On the other hand, if our cooperation involves any data processing from our side, the scope of this cooperation would be strictly regulated by a Data Processing Agreement in accordance with GDPR requirements.

✧ Does FaceTrack use biometrics?

No.

FaceTrack processes images with human faces without storing them or sending them to the server. It does not extract, compute, or analyze any descriptors that could be used for identification purposes. So, the answer is that FaceTrack does not use biometrics. However, it works with images that contain human faces and processes them to locate and track relevant facial landmarks.

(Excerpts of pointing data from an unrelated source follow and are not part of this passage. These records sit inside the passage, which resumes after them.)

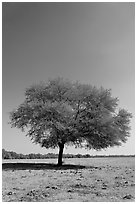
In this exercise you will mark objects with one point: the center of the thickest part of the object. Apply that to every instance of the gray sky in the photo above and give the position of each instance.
(90, 42)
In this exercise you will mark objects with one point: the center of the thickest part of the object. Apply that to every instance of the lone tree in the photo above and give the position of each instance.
(61, 113)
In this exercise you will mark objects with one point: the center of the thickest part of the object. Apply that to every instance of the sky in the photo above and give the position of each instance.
(91, 42)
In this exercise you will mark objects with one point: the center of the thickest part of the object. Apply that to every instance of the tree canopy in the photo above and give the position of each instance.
(62, 112)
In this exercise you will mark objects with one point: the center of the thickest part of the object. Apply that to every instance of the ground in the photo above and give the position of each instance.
(90, 180)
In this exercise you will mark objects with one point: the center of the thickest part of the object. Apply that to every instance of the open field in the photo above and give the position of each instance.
(79, 179)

✧ If it does not use biometrics, how does the technology locate the user’s eyes?

The algorithm for locating the user’s eyes is based on the face alignment algorithm that detects 2D landmark locations that outline prominent facial features such as eyes, nose, mouth, etc. It uses the output of the face detection algorithm in the form of 2D face position and size. We use machine learning to create a model that can produce the 2D landmark locations from the image crop containing a face.

The process for estimating iris diameter uses the result from the face alignment algorithm to create a cropped image of the eye area. This image is then fed into a Convolutional Neural Network (CNN) model that’s been trained to estimate the iris diameter. The CNN model is trained on a large set of images that have been manually labeled.

✧ Is the users’ facial tracking information stored on any servers during or after the session?

No, visage|SDK neither stores nor sends facial tracking information to any server.

✧ What’s the relationship between FaceRecognition and GDPR? Can we consider face identifiers to be personal data?

When you install the FaceRecognition module of visage|SDK, we don’t have any access to the data you process. FaceRecognition doesn’t store any kind of images or data, nor does it perform any analytics or other behind-the-scenes processing.

Therefore, FaceRecognition is inherently GDPR-compliant. Compliance or non-compliance depends on how you use it after installation.

Regarding the biometric templates that FaceRecognition makes, note that one can use such biometric templates to identify a natural person either for 1-1 verification or for 1-N identification. Such data, therefore, constitutes biometric personal data. 

When you use FaceRecognition, you must ensure that your use is in accordance with the GDPR. We suggest you start with Article 9 to determine whether you have a legal ground for such use. Then advise your legal/GDPR counsel on how to proceed with implementing safety and technical measures and other compliance requests.

If our cooperation regarding FaceRecognition would involve some input from our side that includes data processing of any kind, such scope of cooperation would be regulated in detail by a Data Processing Agreement in line with the GDPR.